The single most fascinating thing about Allardyce, however, is the occasional glimpse into the inner workings of his mind that he offers in interviews. The latest of these came last week when he stated, to general guffawing in the media, that, “I would be more suited to Inter Milan or Real Madrid”. To the outsider, there is nothing in either his career to indicate that he would be able to satisfy the singular demands of supporters of such massive clubs as these. These are clubs whose supporters expect a constant stream of trophies and for those trophies to be won with style and grace. Allardyce has a system which has been successful at Bolton Wanderers and Blackburn Rovers, but no matter what angle we look at it from, it is impossible to see it working at a club with the expectations of Internazionale or Real Madrid. When he took the Newcastle United job (a job which, at least in terms of the expectations of the support, has more in common with Inter or Real than any of his other managerial positions), though, he was found to be wanting.

Some in the media have speculated that Allardyce is continuing to try and position himself for a shot at the England manager’s job when Fabio Capello departs in 2012 (or at the end 2011, depending on whether England qualify for the European Championships or not). There is an ongoing debate on whether England should pick an English manager for the job which will intensify as the end of Capello’s time looms larger and larger on the horizon, and Allardyce hangs around in the background of it like an ogrish shadow. If there is one thing that has been proved beyond any reasonable doubt over the last twenty years or so, it is that what could be described as the “traditional English model” is fundamentally flawed. What, at a practical level, could Allardyce bring to the position of England manager could conceivably result in the improvement in the entire culture that surrounds the team at present?

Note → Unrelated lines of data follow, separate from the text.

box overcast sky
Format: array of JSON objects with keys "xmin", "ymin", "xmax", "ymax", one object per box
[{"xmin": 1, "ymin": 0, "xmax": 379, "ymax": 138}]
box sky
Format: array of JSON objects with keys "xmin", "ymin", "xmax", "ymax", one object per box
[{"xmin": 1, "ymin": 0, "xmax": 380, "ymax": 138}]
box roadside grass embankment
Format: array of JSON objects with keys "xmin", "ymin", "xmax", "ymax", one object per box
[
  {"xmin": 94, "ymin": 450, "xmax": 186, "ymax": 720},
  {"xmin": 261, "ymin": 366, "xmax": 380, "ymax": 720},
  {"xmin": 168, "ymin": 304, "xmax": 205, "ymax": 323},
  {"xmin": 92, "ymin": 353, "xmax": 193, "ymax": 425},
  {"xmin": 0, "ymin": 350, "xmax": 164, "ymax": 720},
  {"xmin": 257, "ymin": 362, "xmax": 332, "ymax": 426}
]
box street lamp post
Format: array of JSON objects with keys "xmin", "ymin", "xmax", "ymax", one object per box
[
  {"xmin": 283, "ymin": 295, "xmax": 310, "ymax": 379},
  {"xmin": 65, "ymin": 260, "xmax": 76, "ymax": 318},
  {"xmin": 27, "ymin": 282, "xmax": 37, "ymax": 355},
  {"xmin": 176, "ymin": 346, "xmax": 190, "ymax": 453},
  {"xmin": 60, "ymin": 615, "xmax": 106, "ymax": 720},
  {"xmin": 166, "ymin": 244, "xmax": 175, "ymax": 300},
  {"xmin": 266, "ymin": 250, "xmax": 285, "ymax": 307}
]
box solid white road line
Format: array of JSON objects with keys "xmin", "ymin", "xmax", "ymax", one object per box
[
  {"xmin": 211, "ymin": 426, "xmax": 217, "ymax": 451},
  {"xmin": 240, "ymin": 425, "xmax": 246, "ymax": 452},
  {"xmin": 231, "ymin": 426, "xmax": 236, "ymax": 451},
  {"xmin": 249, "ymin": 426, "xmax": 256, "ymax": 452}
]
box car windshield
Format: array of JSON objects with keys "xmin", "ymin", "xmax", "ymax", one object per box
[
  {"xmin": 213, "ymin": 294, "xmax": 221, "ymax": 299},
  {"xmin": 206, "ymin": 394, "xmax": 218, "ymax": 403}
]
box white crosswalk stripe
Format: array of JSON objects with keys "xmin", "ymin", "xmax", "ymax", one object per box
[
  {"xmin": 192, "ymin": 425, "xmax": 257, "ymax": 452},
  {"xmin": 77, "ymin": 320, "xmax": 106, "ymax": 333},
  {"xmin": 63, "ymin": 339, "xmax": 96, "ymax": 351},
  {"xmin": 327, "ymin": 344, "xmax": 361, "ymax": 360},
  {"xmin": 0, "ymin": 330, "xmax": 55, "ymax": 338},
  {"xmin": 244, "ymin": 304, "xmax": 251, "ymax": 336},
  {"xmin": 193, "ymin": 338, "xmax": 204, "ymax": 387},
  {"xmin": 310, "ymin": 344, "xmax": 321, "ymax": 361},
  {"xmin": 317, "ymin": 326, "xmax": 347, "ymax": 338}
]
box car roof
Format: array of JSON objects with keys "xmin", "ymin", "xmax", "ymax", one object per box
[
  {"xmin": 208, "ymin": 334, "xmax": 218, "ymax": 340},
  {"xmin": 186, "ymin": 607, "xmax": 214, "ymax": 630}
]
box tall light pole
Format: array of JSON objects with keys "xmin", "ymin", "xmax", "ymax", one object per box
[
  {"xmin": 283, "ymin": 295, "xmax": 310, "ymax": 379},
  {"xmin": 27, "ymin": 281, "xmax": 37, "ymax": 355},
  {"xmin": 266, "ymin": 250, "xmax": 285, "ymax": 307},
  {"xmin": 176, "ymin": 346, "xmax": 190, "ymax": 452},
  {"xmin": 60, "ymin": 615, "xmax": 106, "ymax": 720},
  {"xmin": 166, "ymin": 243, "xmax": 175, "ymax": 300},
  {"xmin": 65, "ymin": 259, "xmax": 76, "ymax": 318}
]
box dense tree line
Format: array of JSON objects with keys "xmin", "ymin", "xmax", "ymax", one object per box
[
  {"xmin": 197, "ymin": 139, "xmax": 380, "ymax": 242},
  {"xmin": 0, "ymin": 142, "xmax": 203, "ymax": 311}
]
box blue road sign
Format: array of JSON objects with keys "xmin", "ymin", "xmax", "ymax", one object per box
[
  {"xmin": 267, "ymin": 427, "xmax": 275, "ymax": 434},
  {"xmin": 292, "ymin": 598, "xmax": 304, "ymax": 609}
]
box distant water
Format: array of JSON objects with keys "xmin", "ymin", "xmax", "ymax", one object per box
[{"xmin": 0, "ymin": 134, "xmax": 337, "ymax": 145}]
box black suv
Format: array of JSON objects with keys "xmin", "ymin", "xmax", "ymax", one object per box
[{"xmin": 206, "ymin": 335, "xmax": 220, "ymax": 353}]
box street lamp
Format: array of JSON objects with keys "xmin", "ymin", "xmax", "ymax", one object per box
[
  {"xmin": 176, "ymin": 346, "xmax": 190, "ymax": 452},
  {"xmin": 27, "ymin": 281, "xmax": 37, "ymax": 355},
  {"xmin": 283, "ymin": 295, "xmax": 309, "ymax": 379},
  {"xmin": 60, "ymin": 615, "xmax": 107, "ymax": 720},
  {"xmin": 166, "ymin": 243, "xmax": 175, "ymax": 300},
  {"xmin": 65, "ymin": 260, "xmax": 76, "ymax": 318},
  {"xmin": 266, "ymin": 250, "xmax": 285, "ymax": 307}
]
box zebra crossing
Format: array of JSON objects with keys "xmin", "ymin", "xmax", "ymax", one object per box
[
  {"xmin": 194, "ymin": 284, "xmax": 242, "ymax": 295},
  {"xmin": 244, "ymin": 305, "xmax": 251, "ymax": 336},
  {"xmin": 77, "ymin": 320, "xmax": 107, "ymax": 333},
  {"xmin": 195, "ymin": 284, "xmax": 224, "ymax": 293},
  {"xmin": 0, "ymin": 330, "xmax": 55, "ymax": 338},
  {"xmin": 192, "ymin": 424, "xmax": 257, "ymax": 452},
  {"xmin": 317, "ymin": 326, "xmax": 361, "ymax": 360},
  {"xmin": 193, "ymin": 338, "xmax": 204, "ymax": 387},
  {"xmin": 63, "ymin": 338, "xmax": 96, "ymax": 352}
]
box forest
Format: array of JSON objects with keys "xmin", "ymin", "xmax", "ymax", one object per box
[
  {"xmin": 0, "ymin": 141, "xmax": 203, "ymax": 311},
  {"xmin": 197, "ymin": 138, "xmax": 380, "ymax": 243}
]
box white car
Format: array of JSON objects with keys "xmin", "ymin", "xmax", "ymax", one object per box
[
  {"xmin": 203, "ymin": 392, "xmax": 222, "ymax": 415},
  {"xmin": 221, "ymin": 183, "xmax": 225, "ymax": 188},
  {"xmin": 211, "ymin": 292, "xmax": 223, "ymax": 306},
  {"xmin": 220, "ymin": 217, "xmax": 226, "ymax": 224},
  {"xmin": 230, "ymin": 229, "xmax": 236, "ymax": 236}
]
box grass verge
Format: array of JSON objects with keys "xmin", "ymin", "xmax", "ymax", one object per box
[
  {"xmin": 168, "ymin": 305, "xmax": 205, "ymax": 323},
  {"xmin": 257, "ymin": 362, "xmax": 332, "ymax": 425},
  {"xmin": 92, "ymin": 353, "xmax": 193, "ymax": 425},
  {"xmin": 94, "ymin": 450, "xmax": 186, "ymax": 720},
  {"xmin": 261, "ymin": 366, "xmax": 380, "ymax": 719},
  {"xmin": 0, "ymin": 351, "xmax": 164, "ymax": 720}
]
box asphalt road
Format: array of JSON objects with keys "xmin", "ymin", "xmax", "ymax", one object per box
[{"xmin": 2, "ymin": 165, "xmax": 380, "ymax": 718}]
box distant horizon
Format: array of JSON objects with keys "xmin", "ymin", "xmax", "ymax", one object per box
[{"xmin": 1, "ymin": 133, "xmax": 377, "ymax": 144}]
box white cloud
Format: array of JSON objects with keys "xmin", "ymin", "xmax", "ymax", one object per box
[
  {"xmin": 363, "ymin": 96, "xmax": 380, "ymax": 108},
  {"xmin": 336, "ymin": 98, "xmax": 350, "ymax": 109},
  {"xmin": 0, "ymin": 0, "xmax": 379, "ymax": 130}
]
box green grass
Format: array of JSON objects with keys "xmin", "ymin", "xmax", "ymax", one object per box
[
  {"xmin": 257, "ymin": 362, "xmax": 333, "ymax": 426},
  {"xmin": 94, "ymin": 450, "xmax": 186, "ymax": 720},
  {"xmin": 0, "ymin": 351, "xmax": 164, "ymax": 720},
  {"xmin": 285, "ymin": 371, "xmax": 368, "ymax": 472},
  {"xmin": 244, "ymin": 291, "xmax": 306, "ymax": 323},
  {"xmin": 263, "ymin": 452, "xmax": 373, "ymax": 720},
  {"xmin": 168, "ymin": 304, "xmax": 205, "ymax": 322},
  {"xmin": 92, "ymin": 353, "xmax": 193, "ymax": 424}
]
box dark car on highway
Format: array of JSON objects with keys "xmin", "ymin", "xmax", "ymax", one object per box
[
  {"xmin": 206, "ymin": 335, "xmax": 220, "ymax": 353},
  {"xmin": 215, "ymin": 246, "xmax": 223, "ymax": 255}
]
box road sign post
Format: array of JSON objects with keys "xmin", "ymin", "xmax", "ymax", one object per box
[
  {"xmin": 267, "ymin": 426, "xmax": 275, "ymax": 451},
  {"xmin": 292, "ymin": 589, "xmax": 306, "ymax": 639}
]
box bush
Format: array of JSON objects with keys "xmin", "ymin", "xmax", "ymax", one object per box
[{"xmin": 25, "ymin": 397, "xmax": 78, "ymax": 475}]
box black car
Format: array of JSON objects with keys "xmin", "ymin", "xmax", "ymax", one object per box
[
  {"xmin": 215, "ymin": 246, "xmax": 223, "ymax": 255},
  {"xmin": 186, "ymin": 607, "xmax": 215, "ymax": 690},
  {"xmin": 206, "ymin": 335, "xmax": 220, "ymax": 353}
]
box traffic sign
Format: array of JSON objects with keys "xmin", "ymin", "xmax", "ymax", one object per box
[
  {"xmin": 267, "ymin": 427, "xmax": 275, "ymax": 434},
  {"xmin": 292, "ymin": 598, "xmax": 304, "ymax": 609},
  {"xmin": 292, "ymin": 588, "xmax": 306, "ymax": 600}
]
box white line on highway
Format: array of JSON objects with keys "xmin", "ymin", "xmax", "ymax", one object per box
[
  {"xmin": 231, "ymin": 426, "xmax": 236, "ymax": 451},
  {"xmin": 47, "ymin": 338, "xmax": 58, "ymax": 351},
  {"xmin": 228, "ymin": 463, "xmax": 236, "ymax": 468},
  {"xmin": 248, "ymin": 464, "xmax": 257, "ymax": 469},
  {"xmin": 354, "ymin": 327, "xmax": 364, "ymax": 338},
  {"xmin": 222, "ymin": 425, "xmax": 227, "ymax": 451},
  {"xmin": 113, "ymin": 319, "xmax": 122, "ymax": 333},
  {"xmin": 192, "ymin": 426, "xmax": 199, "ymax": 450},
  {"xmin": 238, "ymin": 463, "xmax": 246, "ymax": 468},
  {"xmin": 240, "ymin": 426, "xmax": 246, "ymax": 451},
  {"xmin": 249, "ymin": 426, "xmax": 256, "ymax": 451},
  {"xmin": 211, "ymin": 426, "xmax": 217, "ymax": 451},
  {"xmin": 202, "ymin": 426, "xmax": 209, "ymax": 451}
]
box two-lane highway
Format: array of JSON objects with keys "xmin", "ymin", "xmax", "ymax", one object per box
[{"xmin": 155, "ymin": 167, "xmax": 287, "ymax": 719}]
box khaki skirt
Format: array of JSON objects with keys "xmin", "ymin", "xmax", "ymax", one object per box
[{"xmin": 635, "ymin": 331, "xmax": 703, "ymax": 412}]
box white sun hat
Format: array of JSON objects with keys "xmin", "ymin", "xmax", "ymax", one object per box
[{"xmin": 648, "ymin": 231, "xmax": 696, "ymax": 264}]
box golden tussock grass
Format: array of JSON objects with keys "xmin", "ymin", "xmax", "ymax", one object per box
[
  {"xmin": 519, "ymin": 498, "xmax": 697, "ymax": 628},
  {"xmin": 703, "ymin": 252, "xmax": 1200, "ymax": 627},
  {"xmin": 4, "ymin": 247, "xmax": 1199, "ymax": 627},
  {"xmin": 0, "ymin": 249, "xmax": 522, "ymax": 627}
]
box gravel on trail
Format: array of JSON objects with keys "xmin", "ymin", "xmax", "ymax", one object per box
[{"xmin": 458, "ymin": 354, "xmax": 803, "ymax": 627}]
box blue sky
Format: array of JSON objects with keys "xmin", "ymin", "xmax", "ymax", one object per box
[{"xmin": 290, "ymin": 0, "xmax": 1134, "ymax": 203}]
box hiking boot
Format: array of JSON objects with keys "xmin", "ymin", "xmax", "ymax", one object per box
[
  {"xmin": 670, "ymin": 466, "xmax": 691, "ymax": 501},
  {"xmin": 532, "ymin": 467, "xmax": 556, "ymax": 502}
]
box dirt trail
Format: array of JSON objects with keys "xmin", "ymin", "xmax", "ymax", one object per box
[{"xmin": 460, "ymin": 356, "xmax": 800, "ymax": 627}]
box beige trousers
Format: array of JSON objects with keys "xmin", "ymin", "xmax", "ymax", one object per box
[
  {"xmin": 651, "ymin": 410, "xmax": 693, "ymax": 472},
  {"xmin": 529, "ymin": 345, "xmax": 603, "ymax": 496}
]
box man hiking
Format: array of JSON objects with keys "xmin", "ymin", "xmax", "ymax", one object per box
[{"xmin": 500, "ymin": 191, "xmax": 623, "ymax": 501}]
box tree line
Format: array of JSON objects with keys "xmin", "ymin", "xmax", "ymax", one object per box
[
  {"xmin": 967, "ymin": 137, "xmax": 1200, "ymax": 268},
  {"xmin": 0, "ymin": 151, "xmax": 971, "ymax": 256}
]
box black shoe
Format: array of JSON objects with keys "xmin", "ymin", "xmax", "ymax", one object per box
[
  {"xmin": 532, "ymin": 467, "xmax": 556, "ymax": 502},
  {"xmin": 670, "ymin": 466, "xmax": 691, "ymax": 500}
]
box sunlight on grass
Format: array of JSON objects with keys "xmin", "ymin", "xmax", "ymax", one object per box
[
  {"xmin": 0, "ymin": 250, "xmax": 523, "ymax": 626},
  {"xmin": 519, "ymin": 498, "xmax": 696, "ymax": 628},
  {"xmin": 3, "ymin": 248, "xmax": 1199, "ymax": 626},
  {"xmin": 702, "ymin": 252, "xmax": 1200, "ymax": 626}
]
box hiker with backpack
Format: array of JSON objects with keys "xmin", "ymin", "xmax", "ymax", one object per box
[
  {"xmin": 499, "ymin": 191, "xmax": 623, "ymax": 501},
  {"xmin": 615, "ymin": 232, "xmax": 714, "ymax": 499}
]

This debate, however, is for another day. For the time being, perhaps we should just wallow in Sam Allardyce’s lack of self-awareness. That a manager that is so much from (and of) a different era should be able to hang around in the ultra-modern world of the Premier League provides us with a rich seam of entertainment should be a cause for some degree of celebration. In Sam’s mind, he is a behemoth, a tactical genius with man-management skills that are unrivalled and who says what he likes, regardless of the consequences or what other people may or may not think of him. He took Bolton Wanderers to fifth place in the Premier League and into the UEFA Cup. Why, he may rationalise, shouldn’t he be given a chance at a super-club or in charge of the England team? After all, Roy Hodgson managed Inter for a while, didn’t he?

Even those of us that don’t hold Sam Allardyce in the highest regard as one of the greatest managers in European football surely find it difficult to find fault with his self-belief. The dark moments of self-doubt of the likes of Brian Clough are not for him. He is the bull in a china shop of the Premier League, saying what he likes and liking what he bloody well says. He seems almost gloriously oblivious to the shortcomings that so many others see in him, and this utterly unbreakable self-confidence may just have been the single most important factor behind Bolton Wanderers becoming an established Premier League club of ten years’ consecutive service and Blackburn Rovers defying gravity to finish last season in tenth place last season. Sam Allardyce appears not to recognise it, but he has a role in the Premier League and he is very lucky to be where he is. It is down to the FA to recognise this and, when hiring the next England coach, do so with the understanding that the skill set required to build a successful national team and that required to get Blackburn Rovers to tenth place in the Premier League have differences that Sam Allardyce seems unlikely to be able to bridge.